Meta verdient mit Facebook, Instagram und WhatsApp mittlerweile über 130 Milliarden Dollar jährlich – hauptsächlich durch hochpersonalisierte Werbung. Das Geschäftsmodell hat sich seit dem Börsengang 2012 dramatisch weiterentwickelt, doch die Grundprinzipien bleiben: Je mehr Daten über euch verfügbar sind, desto teurer wird die Werbung.
Aus Facebook ist längst Meta geworden, ein Konzern der neben dem ursprünglichen sozialen Netzwerk auch Instagram, WhatsApp und die VR-Plattform Horizon Worlds betreibt. Der 2012 noch visionäre Börsengang für 100 Milliarden Dollar wirkt heute fast bescheiden: Meta erreicht mittlerweile eine Marktkapitalisierung von über 800 Milliarden Dollar.
Das Herzstück bleibt die Werbung, allerdings auf einem völlig neuen Level. Metas Algorithmen analysieren heute nicht nur eure Posts und Likes, sondern auch euer Scrollverhalten, Verweildauer bei Inhalten, Reaktionsgeschwindigkeit und sogar, wann ihr das Handy zur Seite legt. KI-Systeme erstellen daraus Persönlichkeitsprofile, die erschreckend genau vorhersagen können, was euch interessiert – oft bevor ihr es selbst wisst.
Die Werbe-Targeting-Optionen von 2024 sind fast schon gruselig präzise. Unternehmen können Menschen ansprechen, die „in den letzten 30 Tagen nach Urlaubszielen gesucht haben und ein Haushaltseinkommen über 60.000 Euro haben“ oder „kürzlich Eltern geworden sind und sich für nachhaltige Produkte interessieren“. Diese Granularität macht Werbung extrem wertvoll – und teuer.

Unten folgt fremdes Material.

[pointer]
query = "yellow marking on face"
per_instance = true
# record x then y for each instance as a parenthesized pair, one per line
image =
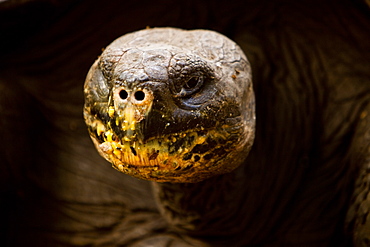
(111, 111)
(100, 129)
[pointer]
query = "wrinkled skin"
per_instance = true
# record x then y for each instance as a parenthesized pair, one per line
(304, 183)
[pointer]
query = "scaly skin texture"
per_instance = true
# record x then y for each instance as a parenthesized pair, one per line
(310, 66)
(171, 105)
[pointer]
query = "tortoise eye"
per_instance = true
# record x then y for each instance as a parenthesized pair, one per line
(191, 86)
(191, 83)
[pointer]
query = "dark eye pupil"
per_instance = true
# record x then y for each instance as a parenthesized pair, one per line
(192, 83)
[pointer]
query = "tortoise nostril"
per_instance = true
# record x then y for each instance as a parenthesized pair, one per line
(139, 95)
(123, 94)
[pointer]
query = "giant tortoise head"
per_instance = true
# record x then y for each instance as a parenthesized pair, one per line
(171, 105)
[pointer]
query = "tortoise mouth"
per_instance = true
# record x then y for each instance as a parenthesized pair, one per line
(190, 156)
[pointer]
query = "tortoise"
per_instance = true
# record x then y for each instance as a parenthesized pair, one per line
(304, 181)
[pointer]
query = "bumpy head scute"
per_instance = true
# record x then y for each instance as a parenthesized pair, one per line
(170, 105)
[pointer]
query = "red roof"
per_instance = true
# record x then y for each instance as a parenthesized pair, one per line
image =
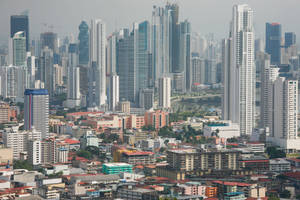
(247, 161)
(295, 175)
(294, 159)
(232, 183)
(82, 113)
(138, 153)
(71, 141)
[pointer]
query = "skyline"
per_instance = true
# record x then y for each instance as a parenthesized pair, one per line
(192, 10)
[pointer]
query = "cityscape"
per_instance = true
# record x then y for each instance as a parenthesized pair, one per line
(156, 110)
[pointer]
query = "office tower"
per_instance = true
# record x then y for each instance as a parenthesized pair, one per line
(111, 53)
(127, 64)
(31, 68)
(273, 42)
(160, 42)
(20, 23)
(97, 78)
(185, 53)
(83, 38)
(19, 49)
(178, 82)
(113, 92)
(13, 81)
(210, 71)
(46, 70)
(164, 87)
(142, 55)
(198, 70)
(289, 39)
(58, 76)
(146, 98)
(73, 77)
(172, 23)
(36, 110)
(284, 119)
(49, 39)
(239, 70)
(269, 74)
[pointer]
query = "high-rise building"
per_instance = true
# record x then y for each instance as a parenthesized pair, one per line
(269, 74)
(46, 70)
(160, 42)
(111, 53)
(20, 23)
(114, 92)
(73, 77)
(146, 98)
(164, 88)
(273, 42)
(210, 71)
(83, 47)
(126, 69)
(198, 70)
(284, 119)
(185, 53)
(289, 39)
(36, 110)
(97, 81)
(19, 49)
(13, 81)
(143, 55)
(49, 39)
(239, 70)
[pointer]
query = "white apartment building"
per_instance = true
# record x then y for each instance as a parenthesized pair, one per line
(239, 70)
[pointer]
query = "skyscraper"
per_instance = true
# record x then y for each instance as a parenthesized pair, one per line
(239, 70)
(284, 119)
(185, 53)
(114, 92)
(111, 53)
(83, 38)
(19, 49)
(127, 64)
(73, 77)
(46, 71)
(160, 42)
(289, 39)
(36, 110)
(143, 55)
(97, 82)
(49, 39)
(273, 42)
(164, 86)
(269, 74)
(20, 23)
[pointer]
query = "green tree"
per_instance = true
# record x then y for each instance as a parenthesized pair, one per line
(19, 164)
(84, 154)
(285, 194)
(273, 152)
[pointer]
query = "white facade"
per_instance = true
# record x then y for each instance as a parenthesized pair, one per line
(164, 87)
(285, 108)
(18, 140)
(36, 111)
(114, 92)
(223, 130)
(239, 70)
(97, 90)
(34, 152)
(13, 81)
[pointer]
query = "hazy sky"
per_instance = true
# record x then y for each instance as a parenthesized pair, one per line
(206, 16)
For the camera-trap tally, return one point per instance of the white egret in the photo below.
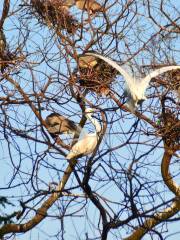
(87, 144)
(135, 88)
(58, 124)
(90, 5)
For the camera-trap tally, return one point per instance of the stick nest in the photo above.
(54, 13)
(170, 128)
(93, 74)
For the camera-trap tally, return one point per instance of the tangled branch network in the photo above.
(135, 88)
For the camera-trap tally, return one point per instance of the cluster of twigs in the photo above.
(94, 75)
(53, 13)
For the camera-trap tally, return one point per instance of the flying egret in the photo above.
(58, 124)
(135, 88)
(90, 5)
(87, 144)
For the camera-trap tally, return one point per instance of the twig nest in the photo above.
(89, 5)
(55, 13)
(93, 74)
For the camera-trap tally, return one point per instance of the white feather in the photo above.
(86, 145)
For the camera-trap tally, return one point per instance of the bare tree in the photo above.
(128, 187)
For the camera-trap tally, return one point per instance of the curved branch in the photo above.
(137, 114)
(41, 213)
(168, 212)
(166, 174)
(155, 220)
(4, 12)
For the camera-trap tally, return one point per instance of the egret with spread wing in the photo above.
(58, 124)
(88, 144)
(135, 88)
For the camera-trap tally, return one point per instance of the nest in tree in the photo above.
(93, 74)
(170, 128)
(55, 13)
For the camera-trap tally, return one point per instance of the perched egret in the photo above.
(87, 144)
(58, 124)
(135, 88)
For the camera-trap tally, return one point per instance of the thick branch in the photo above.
(41, 213)
(4, 12)
(156, 219)
(166, 174)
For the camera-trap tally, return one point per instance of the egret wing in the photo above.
(145, 81)
(128, 78)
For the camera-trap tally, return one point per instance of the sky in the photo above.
(74, 227)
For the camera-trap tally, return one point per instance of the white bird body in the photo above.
(57, 124)
(87, 144)
(135, 88)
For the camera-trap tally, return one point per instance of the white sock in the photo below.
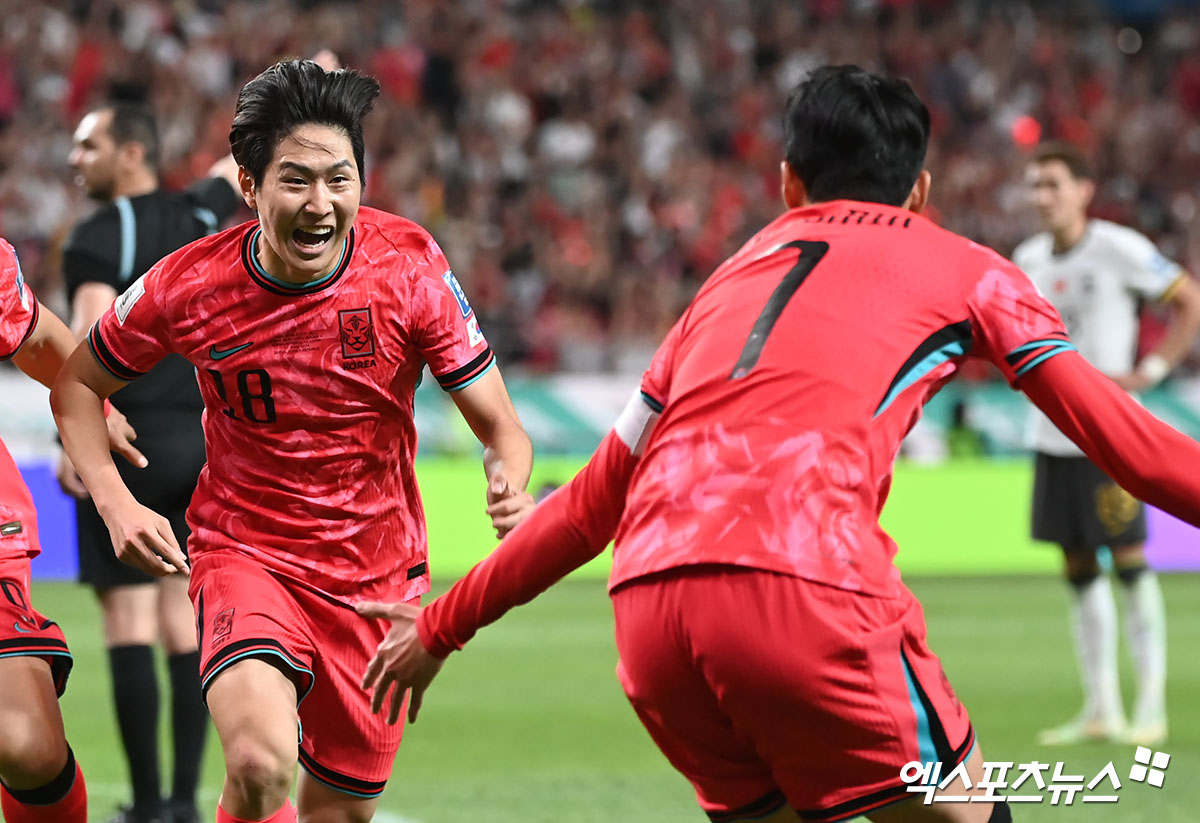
(1095, 618)
(1146, 631)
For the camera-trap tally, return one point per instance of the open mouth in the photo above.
(312, 240)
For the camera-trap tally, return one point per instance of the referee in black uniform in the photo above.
(115, 158)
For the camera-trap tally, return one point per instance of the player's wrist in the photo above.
(1153, 368)
(429, 637)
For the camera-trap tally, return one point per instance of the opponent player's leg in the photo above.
(1063, 509)
(253, 707)
(40, 780)
(130, 614)
(1146, 632)
(189, 716)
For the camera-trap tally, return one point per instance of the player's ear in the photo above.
(246, 184)
(791, 187)
(919, 194)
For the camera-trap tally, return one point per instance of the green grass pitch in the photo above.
(528, 724)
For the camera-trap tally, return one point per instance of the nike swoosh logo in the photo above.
(221, 354)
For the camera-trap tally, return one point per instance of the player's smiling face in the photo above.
(306, 203)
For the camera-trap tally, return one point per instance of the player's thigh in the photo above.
(917, 810)
(832, 691)
(177, 618)
(677, 706)
(33, 740)
(253, 708)
(321, 804)
(346, 746)
(130, 614)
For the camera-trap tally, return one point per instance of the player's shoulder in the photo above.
(1109, 235)
(208, 256)
(383, 230)
(1036, 247)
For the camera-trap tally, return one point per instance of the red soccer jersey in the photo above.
(790, 382)
(309, 395)
(18, 318)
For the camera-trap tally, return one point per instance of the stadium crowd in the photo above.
(587, 164)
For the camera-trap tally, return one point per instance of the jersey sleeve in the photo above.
(447, 330)
(1012, 324)
(18, 306)
(1146, 271)
(132, 336)
(214, 200)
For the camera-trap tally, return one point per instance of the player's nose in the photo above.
(319, 200)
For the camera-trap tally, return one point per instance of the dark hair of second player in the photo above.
(294, 92)
(852, 134)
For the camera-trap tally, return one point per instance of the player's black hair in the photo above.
(852, 134)
(1071, 156)
(291, 94)
(133, 122)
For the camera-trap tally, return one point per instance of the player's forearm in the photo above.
(79, 413)
(1144, 455)
(510, 451)
(47, 349)
(569, 528)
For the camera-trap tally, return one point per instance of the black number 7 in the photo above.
(811, 251)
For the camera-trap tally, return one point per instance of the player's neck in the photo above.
(1069, 236)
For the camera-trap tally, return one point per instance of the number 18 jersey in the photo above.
(309, 395)
(787, 385)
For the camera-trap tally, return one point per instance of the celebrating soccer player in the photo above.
(309, 329)
(766, 640)
(40, 780)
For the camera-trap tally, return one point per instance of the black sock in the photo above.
(190, 725)
(136, 695)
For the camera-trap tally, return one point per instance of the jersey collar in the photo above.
(276, 286)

Mobile macht heute über 95 Prozent von Metas Werbeeinnahmen aus. Der 2012 noch zaghafte Einstieg in den Mobilbereich erwies sich als goldrichtig: Instagram Stories, Reels und WhatsApp Status sind zu Werbegoldgruben geworden. Besonders lukrativ sind die Shopping-Features, die direkt in den Apps integriert sind.
Der damalige Instagram-Kauf für eine Milliarde Dollar gilt heute als einer der cleversten Deals der Tech-Geschichte. Instagram generiert mittlerweile geschätzt über 50 Milliarden Dollar Umsatz jährlich. WhatsApp, 2014 für 19 Milliarden Dollar gekauft, wird langsam monetarisiert – hauptsächlich über Business-Features und den WhatsApp Business API.
Neu hinzugekommen sind weitere Einnahmequellen: Meta verkauft VR-Headsets (Quest-Serie), nimmt Gebühren für Creator-Tools und testet kostenpflichtige Abos für verifizigte Accounts. Das „Metaverse“ verschlingt zwar noch Milliarden, könnte aber langfristig ein komplett neuer Werbemarkt werden – stellt euch vor, Werbetafeln in virtuellen Welten.
Besonders raffiniert: Meta nutzt heute auch WhatsApp-Daten für Werbung auf Facebook und Instagram, natürlich anonymisiert. Wenn ihr bei WhatsApp über ein Restaurant schreibt, seht ihr später womöglich Food-Delivery-Werbung auf Instagram. Diese plattformübergreifende Datenverschmelzung macht die Werbung noch treffsicherer.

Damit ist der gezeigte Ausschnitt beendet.